2004 Report Card Released on the Status of New Brunswick Women

Wednesday, July 28 2010

The Advisory Council on the Status of Women released its 2004 Report Card on the Status of N.B. Women today March 8 International Women's Day. View or download it from: www.acswcccf.nb.ca or order a copy.  Chairperson Mary Lou Stirling said, "Our Report Card shows where there has been change and where change is needed.  We need to know the facts because there are myths out there, some myths that say that women have reached equality and others that say nothing has changed."

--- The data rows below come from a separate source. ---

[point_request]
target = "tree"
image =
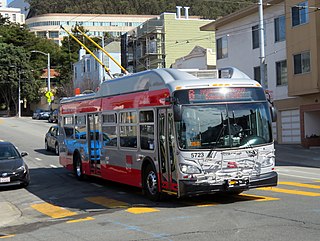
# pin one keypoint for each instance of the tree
(14, 66)
(17, 62)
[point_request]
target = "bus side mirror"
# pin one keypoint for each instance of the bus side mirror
(273, 112)
(177, 112)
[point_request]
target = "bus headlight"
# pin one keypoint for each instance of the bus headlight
(267, 162)
(189, 169)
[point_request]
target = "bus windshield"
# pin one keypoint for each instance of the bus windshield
(224, 125)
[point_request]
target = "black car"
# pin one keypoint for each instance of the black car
(51, 139)
(40, 114)
(13, 169)
(53, 117)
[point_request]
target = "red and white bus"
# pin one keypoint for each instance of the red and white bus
(167, 131)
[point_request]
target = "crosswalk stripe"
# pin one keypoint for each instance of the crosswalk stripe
(52, 210)
(107, 202)
(296, 184)
(258, 198)
(288, 191)
(140, 210)
(81, 220)
(6, 236)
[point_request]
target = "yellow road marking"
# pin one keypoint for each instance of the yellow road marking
(52, 210)
(288, 191)
(296, 184)
(81, 220)
(139, 210)
(200, 204)
(107, 202)
(7, 236)
(258, 198)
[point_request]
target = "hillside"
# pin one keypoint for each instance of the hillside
(205, 8)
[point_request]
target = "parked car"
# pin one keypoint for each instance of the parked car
(53, 117)
(40, 114)
(51, 139)
(13, 169)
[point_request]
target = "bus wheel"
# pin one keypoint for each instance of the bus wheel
(150, 184)
(78, 168)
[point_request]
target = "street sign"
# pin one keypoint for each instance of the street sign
(49, 96)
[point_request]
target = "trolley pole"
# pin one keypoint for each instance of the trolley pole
(262, 50)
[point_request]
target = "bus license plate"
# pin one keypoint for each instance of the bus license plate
(4, 179)
(237, 183)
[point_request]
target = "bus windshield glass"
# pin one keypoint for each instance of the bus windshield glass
(221, 94)
(224, 125)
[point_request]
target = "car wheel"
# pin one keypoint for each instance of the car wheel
(56, 148)
(46, 145)
(78, 168)
(150, 184)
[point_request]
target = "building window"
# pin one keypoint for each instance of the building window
(301, 63)
(300, 14)
(53, 34)
(257, 75)
(280, 28)
(281, 72)
(222, 47)
(255, 37)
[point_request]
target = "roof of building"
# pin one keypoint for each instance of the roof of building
(237, 15)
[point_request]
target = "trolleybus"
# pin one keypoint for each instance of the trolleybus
(167, 131)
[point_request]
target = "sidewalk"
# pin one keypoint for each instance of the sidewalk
(297, 155)
(8, 213)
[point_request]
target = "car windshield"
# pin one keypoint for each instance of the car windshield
(8, 152)
(224, 125)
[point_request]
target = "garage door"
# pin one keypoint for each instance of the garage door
(290, 123)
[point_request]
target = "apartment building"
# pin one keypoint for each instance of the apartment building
(13, 14)
(160, 41)
(48, 25)
(292, 60)
(88, 74)
(3, 3)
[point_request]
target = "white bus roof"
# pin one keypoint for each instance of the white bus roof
(165, 78)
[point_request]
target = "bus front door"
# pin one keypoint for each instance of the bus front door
(93, 141)
(166, 150)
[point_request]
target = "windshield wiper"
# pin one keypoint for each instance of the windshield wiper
(221, 131)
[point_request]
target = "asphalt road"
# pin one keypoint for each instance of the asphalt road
(56, 206)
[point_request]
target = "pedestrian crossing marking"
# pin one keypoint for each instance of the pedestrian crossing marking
(52, 210)
(296, 184)
(258, 198)
(140, 210)
(288, 191)
(107, 202)
(81, 220)
(200, 204)
(6, 236)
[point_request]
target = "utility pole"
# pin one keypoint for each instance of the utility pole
(262, 50)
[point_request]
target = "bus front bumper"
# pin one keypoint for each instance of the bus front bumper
(192, 188)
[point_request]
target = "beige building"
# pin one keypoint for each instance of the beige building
(303, 58)
(48, 25)
(292, 42)
(160, 41)
(14, 14)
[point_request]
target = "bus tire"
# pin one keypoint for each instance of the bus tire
(78, 168)
(150, 184)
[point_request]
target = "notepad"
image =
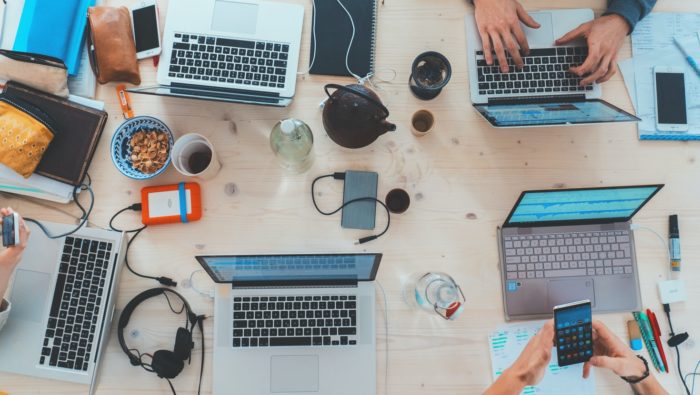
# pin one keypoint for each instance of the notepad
(333, 34)
(508, 342)
(652, 45)
(54, 28)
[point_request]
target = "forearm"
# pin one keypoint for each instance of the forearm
(649, 386)
(508, 383)
(631, 10)
(5, 274)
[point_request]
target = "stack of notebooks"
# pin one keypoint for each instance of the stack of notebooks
(54, 28)
(79, 124)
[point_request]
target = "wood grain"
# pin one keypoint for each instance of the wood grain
(463, 180)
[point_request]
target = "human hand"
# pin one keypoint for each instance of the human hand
(604, 37)
(532, 362)
(610, 352)
(499, 27)
(10, 257)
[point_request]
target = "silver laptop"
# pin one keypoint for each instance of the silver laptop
(294, 324)
(63, 295)
(564, 245)
(243, 51)
(543, 92)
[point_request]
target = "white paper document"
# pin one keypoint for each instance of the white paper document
(508, 341)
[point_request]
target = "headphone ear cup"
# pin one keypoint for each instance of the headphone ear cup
(183, 344)
(166, 364)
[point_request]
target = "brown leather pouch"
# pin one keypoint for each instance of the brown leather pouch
(111, 45)
(25, 134)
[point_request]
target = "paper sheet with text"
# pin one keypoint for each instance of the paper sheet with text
(507, 343)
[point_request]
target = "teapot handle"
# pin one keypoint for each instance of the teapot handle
(362, 95)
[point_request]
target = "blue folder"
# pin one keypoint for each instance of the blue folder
(54, 28)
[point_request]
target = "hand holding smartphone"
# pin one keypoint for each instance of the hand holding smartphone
(146, 29)
(10, 230)
(671, 108)
(573, 332)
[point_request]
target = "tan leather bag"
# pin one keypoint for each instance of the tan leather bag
(25, 134)
(111, 45)
(42, 72)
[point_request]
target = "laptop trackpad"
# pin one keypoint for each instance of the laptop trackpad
(29, 295)
(290, 373)
(567, 291)
(544, 35)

Work and family: 75% of all women with preschoolers were in the labour force in 2002, a jump from 70% the previous year. The Canadian rate was 70%.  The majority of lone mothers with preschoolers (60%) were also out working for pay in 2002.  Number of New Brunswickers who took parental leave in 2002: fathers, 173; mothers, 2,289.

Lone-Parent Poverty: About 5,000 lone mothers, or 43% of them, lived in poverty in 2001, up from 42% the previous year, but down from 61% in 1995. How poor are they? The average amount that lone mothers living in poverty in the province needed to reach the "poverty line" increased: in 2001, they would have needed on average $4,100, (the previous year, they needed $3,200 and in 1980, $6,200 - in constant 2001 dollars). The impact of the tax exemptions for low-income citizens introduced by the N.B. government in January 2001 and 2003 may be seen in statistics available next year.  

Pay Gap: Women who worked full or part-time earned on average 82% of what men earned in 2003, an improvement from 81% the previous year but women earned 82% of what men earned in 1998. Women who were recent graduates of Community colleges and were working full time earned 15% less than male graduates in 2002.  Those who had recently graduated from N.B. universities and were working full time in 2001 earned 13% less than their male graduates.

Violence Against Women: Of the 247 sentences given for woman abuse in 2002, 21% were for jail time (down from 43% in 1995), and 14% received a conditional sentence, a new option for sentencing since 1996. There were 98 reported sexual assaults per 100,000 population in 2002 (on women, men or children), higher than the national rate of 78. About 34% of reported sexual assaults resulted in charges. The Canadian average was 44%.